Difference between nonexempt employees and exempt employees
Under the FLSA, nonexempt employees must be paid minimum wage, are entitled to pay at the rate of one and a half times the employee's regular hourly wage for all hours worked in excess of 40 in a given workweek and are required to report hours as they are worked.
Employees who are exempt from the FLSA must meet the criteria set forth by the DOL in one or more of the white collar exemptions. The qualifying criteria for a white collar exemption are:
- The employee must be paid a salary rather than an hourly wage.
- That salary must meet a minimum dollar amount set by the DOL which is $913 per week or $47,476 annually, and
- The employees must perform primary duties that the DOL deems consistent with executive, administrative, computer, and professional work. *Human Resources has developed exemption test worksheets to assist departments in verifying that their exempt employees meet the DOL standards.
Exempt employees are generally expected to devote the number of hours necessary to complete their respective tasks. Their compensation doesn't change based on actual hours worked. Exempt employees aren't paid extra for working more than 40 hours per week; they are paid for getting the job done.
Duties That Do Not Qualify for FLSA Overtime Exemption
Blue Collar Workers
The exemptions provided by the Fair Labor Standards Act do not apply to manual laborers or other workers who perform work involving repetitive operations with their hands, physical skill, and energy.

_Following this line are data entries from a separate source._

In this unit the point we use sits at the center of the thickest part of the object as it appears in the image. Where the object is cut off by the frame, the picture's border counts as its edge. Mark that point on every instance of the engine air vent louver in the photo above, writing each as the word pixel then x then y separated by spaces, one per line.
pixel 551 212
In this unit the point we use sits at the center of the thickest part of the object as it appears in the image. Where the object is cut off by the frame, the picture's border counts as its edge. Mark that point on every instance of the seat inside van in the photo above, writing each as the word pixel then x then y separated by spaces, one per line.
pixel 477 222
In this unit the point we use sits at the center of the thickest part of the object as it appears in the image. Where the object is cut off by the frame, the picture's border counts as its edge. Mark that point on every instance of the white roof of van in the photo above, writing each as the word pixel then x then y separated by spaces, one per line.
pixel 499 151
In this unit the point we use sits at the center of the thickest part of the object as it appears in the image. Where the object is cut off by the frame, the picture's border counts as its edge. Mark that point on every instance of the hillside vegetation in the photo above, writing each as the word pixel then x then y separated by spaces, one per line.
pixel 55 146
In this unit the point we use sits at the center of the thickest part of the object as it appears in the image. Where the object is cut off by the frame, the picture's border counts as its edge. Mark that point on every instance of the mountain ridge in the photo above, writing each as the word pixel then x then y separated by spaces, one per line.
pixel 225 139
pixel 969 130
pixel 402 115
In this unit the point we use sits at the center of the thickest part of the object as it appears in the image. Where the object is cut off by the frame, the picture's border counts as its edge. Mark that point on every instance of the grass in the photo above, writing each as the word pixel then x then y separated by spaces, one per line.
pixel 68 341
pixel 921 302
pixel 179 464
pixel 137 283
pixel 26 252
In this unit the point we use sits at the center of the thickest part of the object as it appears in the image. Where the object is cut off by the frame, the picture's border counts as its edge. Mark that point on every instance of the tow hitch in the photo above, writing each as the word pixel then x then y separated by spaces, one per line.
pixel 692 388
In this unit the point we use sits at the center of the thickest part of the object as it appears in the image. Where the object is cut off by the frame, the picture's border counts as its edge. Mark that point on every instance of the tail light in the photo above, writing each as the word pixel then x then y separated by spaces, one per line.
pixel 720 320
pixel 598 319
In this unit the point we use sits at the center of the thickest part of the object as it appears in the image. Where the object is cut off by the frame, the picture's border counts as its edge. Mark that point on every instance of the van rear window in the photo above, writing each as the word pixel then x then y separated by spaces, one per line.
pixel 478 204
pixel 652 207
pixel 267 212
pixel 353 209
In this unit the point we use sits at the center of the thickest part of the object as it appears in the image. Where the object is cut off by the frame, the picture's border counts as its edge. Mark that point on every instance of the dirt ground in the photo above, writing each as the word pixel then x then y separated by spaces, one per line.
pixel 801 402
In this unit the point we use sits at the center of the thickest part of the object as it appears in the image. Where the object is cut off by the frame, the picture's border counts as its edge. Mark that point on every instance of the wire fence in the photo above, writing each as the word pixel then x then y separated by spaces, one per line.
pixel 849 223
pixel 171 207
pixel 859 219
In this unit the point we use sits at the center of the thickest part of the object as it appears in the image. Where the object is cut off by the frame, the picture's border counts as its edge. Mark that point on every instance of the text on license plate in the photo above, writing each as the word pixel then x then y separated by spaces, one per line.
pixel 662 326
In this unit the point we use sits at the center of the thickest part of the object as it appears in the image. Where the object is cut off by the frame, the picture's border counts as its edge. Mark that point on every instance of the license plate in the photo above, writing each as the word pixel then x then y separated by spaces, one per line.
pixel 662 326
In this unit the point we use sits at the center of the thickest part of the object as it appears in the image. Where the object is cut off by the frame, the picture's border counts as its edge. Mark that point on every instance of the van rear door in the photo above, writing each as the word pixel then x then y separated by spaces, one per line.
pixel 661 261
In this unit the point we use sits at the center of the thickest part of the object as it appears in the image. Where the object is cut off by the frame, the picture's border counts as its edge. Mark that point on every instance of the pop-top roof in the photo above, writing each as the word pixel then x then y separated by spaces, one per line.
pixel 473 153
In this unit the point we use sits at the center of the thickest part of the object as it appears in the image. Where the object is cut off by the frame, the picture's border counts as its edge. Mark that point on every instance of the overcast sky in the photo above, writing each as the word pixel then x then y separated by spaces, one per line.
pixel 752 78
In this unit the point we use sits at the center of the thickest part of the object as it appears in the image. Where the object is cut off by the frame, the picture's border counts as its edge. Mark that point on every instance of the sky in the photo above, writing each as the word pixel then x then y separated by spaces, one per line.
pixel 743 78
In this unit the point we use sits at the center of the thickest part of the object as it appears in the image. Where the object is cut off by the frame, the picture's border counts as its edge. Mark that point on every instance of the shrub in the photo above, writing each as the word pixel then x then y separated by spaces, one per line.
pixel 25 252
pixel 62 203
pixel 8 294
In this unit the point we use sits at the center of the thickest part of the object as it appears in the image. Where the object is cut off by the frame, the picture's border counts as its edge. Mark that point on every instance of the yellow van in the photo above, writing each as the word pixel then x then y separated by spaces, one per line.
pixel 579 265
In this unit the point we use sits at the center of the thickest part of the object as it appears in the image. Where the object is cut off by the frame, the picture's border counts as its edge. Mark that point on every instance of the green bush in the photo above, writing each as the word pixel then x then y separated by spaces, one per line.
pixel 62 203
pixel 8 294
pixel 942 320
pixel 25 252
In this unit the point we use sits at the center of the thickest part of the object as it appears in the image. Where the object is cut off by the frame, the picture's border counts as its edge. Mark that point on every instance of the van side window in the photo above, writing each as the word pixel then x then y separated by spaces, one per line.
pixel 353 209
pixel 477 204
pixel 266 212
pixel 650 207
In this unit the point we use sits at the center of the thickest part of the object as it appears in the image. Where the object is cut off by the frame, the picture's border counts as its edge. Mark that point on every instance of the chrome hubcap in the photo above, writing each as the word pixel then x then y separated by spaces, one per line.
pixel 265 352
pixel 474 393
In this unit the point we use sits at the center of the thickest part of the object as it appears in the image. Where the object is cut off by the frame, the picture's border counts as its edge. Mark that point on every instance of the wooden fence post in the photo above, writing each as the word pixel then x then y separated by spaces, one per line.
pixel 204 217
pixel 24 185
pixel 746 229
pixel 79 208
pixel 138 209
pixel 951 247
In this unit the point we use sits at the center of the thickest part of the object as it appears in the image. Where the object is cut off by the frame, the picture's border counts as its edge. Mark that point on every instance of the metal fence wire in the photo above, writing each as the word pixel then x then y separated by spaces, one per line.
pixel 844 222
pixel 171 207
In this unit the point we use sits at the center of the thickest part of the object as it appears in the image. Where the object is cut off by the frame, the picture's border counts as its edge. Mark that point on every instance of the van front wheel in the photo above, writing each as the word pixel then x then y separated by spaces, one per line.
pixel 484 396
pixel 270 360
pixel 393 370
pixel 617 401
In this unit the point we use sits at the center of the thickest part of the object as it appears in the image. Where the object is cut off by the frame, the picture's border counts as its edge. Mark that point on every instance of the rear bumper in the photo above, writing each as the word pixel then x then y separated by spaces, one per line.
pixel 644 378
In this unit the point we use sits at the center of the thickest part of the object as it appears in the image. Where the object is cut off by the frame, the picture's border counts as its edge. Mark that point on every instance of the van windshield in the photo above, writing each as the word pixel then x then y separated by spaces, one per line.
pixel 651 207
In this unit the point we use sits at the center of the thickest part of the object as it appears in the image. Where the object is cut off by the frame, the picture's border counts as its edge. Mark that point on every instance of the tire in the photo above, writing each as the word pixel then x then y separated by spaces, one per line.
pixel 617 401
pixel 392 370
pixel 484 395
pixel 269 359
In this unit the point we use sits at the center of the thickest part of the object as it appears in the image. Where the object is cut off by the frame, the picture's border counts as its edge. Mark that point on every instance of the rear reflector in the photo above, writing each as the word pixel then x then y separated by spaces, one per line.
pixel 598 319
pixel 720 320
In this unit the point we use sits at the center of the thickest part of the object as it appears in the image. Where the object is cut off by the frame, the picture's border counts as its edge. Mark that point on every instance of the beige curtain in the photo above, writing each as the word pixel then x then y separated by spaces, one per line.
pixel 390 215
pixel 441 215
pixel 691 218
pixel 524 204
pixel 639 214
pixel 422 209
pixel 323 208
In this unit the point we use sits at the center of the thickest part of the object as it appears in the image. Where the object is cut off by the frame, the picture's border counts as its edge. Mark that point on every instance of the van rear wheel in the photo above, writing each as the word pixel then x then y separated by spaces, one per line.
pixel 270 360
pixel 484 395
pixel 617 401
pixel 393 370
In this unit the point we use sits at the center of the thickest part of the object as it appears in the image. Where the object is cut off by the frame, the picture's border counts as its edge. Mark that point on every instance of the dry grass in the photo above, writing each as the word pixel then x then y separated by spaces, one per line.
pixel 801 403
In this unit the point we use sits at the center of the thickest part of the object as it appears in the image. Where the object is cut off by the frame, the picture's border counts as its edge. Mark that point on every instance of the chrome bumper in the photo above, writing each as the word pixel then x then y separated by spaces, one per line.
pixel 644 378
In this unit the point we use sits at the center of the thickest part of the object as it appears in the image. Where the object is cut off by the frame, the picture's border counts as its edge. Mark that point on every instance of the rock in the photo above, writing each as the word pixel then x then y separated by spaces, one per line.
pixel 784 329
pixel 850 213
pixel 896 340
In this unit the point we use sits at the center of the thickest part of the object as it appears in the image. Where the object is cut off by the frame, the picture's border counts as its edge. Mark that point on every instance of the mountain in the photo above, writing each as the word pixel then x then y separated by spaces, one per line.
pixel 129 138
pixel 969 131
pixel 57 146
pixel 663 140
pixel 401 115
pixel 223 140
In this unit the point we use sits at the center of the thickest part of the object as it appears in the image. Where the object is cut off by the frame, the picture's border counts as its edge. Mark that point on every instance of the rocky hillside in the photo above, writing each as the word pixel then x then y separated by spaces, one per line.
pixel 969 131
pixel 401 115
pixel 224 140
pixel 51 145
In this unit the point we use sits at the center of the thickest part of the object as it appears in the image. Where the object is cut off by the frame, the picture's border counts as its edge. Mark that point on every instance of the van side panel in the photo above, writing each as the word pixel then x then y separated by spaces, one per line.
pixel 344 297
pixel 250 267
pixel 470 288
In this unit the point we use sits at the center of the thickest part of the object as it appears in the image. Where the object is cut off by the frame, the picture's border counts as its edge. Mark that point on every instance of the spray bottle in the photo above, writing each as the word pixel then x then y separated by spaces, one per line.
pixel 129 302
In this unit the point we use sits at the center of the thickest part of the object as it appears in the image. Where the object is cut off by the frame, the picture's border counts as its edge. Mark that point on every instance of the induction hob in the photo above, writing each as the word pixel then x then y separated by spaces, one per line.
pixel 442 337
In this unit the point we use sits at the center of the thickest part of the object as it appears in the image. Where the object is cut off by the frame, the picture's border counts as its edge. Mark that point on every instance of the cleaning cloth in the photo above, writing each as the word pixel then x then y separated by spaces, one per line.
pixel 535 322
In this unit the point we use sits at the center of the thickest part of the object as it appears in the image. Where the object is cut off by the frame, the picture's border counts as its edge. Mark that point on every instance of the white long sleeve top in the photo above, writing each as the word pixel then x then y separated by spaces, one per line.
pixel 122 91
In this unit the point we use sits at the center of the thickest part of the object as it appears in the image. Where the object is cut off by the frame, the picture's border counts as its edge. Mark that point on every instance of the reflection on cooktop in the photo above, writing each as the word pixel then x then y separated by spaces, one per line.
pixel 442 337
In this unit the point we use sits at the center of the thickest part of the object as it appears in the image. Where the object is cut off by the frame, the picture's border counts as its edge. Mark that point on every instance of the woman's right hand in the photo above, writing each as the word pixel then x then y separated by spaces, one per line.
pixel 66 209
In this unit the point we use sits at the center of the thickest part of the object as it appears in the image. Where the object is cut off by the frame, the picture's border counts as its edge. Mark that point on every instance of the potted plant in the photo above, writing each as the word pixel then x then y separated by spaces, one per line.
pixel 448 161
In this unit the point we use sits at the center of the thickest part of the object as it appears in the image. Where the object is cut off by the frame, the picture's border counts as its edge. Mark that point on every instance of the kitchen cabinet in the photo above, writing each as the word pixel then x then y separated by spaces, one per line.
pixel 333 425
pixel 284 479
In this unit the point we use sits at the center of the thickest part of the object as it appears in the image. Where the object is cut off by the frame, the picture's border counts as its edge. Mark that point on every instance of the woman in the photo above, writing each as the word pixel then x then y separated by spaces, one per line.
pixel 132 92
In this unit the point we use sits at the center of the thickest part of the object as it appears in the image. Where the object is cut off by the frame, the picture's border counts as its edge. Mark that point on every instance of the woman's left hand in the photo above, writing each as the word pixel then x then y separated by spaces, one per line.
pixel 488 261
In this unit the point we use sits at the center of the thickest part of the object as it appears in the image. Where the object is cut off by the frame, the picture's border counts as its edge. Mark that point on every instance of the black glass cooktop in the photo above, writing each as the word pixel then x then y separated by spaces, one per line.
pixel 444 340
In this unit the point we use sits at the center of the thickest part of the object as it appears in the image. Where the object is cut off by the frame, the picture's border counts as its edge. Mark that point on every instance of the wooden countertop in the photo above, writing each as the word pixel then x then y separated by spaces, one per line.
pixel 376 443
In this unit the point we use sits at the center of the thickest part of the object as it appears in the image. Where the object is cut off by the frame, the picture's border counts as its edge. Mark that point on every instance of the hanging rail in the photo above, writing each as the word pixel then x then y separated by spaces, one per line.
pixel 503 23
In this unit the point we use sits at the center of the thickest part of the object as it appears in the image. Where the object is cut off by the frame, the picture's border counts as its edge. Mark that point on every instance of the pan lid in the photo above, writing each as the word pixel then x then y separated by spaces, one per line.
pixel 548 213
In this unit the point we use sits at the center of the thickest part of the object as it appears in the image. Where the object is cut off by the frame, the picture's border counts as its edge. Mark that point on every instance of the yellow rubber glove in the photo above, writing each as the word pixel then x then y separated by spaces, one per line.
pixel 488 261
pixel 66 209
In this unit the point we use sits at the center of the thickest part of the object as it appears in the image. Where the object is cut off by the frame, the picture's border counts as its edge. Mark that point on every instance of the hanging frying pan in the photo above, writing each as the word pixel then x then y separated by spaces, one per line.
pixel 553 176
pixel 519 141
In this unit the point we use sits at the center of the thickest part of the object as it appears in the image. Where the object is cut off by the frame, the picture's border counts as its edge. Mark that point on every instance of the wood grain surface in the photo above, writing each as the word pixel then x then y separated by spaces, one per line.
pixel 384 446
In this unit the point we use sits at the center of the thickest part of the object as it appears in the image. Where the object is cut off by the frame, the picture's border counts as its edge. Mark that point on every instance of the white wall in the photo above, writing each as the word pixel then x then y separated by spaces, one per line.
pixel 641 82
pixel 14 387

Such nonexempt employees gain the skills and knowledge required for performance of their routine manual and physical work through apprenticeships and on-the-job training.
Employees who work in production, maintenance, construction, and other similar occupations such as carpenters, electricians, mechanics, plumbers, craftsmen, operating engineers, and so forth are entitled to overtime pay under the FLSA.
Police, Fire Fighters, Paramedics and Other First Responders
The exemptions provided by the Fair Labor Standards Act do not apply to police officers, detectives, deputy sheriffs, state troopers, highway patrol officers, investigators, inspectors, correctional officers, parole or probation officers, park rangers, fire fighters, paramedics, hazardous material workers and other similar employees regardless of rank or pay level, who perform work such as preventing, controlling or extinguishing fires of any type; rescuing fire, crime or accident victims; preventing or detecting crimes; conducting investigations or inspections for violations of law; performing surveillance; pursuing, restraining and apprehending suspects; detaining or supervising suspected and convicted criminals, including those on probation or parole; interviewing witnesses; interrogating and fingerprinting suspects; preparing investigative reports; or other similar work.